How Amazon MWAA works with IAM - Amazon Managed Workflows for Apache Airflow
Services or capabilities described in Amazon Web Services documentation might vary by Region. To see the differences applicable to the China Regions, see Getting Started with Amazon Web Services in China (PDF).

How Amazon MWAA works with IAM

Amazon MWAA uses IAM identity-based policies to grant permissions to Amazon MWAA actions and resources. For recommended examples of custom IAM policies you can use to control access to your Amazon MWAA resources, see Accessing an Amazon MWAA environment.

To get a high-level view of how Amazon MWAA and other Amazon services work with IAM, see Amazon Services That Work with IAM in the IAM User Guide.

Amazon MWAA identity-based policies

With IAM identity-based policies, you can specify allowed or denied actions and resources, as well as the conditions under which actions are allowed or denied. Amazon MWAA supports specific actions, resources, and condition keys.

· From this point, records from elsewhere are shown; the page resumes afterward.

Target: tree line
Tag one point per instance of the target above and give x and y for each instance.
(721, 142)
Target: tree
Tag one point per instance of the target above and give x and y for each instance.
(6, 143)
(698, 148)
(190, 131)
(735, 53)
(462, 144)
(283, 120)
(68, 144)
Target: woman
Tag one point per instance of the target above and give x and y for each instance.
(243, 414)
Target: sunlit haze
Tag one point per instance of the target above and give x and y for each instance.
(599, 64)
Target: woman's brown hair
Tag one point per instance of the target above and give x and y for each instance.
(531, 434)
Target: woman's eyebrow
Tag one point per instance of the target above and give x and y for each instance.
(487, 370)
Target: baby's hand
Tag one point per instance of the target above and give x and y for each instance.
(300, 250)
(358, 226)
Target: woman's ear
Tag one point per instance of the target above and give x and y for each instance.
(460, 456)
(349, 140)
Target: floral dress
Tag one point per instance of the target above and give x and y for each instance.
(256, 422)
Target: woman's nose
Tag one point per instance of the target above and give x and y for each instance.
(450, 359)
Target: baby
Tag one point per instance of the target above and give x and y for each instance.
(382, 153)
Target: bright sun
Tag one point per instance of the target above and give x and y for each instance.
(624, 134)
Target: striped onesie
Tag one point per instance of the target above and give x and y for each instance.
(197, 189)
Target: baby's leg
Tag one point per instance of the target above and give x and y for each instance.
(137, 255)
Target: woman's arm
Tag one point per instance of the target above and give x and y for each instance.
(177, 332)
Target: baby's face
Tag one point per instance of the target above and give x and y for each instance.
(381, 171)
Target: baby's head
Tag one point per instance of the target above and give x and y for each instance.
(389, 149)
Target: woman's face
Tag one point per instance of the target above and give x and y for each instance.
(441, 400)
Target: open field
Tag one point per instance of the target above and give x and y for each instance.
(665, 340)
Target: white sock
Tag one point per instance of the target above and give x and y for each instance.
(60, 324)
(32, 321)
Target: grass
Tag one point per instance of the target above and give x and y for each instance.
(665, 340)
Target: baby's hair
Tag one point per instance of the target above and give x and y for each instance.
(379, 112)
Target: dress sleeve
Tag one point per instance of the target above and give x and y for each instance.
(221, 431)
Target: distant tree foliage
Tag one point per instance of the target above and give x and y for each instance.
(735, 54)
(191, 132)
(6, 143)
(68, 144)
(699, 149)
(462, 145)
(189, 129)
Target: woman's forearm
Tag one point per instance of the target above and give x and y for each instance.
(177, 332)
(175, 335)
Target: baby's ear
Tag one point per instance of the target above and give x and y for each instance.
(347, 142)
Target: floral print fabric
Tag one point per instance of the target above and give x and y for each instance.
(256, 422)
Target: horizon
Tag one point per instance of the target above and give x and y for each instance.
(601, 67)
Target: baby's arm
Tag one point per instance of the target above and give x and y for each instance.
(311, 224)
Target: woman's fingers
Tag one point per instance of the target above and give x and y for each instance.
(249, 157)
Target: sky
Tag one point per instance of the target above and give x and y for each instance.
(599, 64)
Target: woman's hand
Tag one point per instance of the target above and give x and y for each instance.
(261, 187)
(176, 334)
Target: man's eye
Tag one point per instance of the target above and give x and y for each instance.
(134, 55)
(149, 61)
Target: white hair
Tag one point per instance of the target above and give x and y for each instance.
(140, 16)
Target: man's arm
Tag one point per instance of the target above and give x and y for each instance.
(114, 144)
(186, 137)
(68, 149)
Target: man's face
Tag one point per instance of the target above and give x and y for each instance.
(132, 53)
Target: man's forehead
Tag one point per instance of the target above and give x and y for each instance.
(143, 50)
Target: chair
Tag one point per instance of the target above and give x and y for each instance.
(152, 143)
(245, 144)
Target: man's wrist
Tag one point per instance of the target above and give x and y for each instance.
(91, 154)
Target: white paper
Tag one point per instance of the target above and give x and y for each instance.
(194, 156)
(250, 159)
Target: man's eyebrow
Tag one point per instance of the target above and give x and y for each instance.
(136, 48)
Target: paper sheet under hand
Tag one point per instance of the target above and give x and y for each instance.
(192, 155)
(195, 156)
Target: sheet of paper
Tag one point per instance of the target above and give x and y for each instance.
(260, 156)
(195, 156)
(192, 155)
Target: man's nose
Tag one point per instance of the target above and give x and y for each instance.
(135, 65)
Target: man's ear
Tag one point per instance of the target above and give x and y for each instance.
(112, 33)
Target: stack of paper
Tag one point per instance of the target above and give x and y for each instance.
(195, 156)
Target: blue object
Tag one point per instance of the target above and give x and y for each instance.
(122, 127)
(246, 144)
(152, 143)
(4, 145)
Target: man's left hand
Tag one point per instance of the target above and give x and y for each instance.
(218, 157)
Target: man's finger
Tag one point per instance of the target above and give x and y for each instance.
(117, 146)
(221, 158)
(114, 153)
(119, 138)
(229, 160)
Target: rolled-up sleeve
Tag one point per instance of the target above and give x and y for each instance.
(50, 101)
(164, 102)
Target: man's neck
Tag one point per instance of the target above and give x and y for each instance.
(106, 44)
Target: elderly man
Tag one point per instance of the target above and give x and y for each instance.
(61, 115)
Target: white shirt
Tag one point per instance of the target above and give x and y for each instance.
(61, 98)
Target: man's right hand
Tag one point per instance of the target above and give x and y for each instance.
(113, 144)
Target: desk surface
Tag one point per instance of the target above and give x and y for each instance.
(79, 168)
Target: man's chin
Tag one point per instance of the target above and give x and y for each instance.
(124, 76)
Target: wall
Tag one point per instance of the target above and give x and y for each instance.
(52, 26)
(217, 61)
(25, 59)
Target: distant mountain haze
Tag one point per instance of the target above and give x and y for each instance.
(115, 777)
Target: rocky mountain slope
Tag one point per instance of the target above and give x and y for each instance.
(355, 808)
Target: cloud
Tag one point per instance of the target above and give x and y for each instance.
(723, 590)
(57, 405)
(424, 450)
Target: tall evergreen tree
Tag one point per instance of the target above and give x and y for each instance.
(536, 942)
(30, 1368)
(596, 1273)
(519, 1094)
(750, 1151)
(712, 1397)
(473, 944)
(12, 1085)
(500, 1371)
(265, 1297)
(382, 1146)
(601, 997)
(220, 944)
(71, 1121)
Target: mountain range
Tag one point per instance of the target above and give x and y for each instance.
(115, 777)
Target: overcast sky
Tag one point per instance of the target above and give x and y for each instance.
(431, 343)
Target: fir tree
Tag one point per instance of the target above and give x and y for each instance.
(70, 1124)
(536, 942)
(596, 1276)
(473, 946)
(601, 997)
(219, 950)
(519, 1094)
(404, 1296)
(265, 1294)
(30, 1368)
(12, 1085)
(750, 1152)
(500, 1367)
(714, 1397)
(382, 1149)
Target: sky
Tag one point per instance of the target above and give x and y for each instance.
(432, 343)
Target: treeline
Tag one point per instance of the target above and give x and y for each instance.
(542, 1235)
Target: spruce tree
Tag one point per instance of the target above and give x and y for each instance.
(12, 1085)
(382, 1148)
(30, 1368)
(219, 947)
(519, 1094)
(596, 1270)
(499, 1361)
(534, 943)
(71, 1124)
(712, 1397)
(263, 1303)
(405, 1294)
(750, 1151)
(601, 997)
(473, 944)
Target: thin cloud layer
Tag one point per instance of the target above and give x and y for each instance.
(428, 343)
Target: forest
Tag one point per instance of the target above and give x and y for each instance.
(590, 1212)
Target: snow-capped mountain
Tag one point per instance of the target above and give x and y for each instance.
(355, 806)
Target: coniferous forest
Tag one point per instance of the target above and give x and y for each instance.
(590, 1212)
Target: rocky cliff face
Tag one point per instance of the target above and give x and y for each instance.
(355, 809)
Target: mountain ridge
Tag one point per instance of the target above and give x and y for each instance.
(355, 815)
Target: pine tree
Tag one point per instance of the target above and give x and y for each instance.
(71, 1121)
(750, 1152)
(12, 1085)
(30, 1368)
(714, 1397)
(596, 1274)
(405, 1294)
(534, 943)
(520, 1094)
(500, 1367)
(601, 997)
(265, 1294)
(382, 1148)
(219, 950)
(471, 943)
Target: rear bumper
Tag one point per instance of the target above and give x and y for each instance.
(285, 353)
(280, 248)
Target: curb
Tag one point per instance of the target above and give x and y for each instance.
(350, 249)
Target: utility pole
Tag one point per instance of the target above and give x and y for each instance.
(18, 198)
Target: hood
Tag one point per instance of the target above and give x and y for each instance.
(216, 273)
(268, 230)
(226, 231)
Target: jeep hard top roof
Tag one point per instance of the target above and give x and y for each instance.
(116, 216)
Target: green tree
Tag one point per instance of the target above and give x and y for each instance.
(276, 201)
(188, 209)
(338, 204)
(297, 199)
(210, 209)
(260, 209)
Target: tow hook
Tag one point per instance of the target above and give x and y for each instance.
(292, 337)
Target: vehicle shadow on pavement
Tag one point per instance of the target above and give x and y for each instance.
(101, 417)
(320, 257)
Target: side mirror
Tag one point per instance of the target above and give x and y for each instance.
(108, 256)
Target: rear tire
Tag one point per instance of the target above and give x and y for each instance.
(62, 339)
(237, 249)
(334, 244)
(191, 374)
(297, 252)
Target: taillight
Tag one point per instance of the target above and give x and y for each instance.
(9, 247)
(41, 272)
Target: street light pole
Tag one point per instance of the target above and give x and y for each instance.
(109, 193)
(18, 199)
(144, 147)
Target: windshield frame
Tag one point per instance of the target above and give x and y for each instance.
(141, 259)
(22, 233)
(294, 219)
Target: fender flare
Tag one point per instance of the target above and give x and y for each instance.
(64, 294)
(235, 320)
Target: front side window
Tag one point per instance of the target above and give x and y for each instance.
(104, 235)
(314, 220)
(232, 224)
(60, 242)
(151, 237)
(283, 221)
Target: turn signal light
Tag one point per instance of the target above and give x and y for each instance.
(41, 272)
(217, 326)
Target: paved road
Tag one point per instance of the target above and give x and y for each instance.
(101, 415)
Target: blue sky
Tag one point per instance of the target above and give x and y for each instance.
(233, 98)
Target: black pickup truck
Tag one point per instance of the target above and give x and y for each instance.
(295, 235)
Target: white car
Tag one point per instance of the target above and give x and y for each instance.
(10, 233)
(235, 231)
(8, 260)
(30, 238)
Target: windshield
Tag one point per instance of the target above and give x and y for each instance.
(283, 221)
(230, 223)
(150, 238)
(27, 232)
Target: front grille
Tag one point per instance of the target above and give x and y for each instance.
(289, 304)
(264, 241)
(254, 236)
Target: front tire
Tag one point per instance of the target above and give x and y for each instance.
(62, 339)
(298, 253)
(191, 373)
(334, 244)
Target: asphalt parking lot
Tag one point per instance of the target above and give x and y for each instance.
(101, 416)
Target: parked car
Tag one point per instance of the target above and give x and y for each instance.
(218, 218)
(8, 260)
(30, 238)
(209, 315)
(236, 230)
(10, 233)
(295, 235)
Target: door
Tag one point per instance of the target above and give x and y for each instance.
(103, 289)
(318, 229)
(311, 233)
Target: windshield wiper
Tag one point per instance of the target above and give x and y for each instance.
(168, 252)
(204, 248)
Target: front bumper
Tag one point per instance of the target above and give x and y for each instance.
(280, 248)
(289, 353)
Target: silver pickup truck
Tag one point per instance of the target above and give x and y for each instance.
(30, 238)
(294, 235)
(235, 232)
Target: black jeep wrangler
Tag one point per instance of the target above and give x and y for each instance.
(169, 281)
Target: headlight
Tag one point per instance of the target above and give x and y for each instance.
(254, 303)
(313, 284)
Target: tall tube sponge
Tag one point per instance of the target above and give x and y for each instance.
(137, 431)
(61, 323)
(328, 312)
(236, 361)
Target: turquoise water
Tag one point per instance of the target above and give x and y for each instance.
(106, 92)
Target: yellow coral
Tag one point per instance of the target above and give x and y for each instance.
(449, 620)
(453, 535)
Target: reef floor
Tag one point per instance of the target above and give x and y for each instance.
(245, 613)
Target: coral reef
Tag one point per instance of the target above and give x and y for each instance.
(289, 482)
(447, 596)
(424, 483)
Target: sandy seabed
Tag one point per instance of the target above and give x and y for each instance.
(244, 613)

The following steps show how you can create a new JSON policy using the IAM console. This policy provides read-only access to your Amazon MWAA resources.

To use the JSON policy editor to create a policy
  1. Sign in to the Amazon Web Services Management Console and open the IAM console at https://console.amazonaws.cn/iam/.

  2. In the navigation pane on the left, choose Policies.

    If this is your first time choosing Policies, the Welcome to Managed Policies page appears. Choose Get Started.

  3. At the top of the page, choose Create policy.

  4. In the Policy editor section, choose the JSON option.

  5. Enter the following JSON policy document:

    { "Version": "2012-10-17", "Statement": [ { "Effect": "Allow", "Action": [ "airflow:ListEnvironments", "airflow:GetEnvironment", "airflow:ListTagsForResource" ], "Resource": "*" } ] }
  6. Choose Next.

    Note

    You can switch between the Visual and JSON editor options anytime. However, if you make changes or choose Next in the Visual editor, IAM might restructure your policy to optimize it for the visual editor. For more information, see Policy restructuring in the IAM User Guide.

  7. On the Review and create page, enter a Policy name and a Description (optional) for the policy that you are creating. Review Permissions defined in this policy to see the permissions that are granted by your policy.

  8. Choose Create policy to save your new policy.

To learn about all of the elements that you use in a JSON policy, see IAM JSON Policy Elements Reference in the IAM User Guide.

Actions

Administrators can use Amazon JSON policies to specify who has access to what. That is, which principal can perform actions on what resources, and under what conditions.

The Action element of a JSON policy describes the actions that you can use to allow or deny access in a policy. Policy actions usually have the same name as the associated Amazon API operation. There are some exceptions, such as permission-only actions that don't have a matching API operation. There are also some operations that require multiple actions in a policy. These additional actions are called dependent actions.

Include actions in a policy to grant permissions to perform the associated operation.

Policy statements must include either an Action element or a NotAction element. The Action element lists the actions allowed by the policy. The NotAction element lists the actions that are not allowed.

The actions defined for Amazon MWAA reflect tasks that you can perform using Amazon MWAA. Policy actions in Detective have the following prefix: airflow:.

You can also use wildcards (*) to specify multiple actions. Instead of listing these actions separately, you can grant access to all actions that end with the word, for example, environment.

To see a list of Amazon MWAA actions, see Actions Defined by Amazon Managed Workflows for Apache Airflow in the IAM User Guide.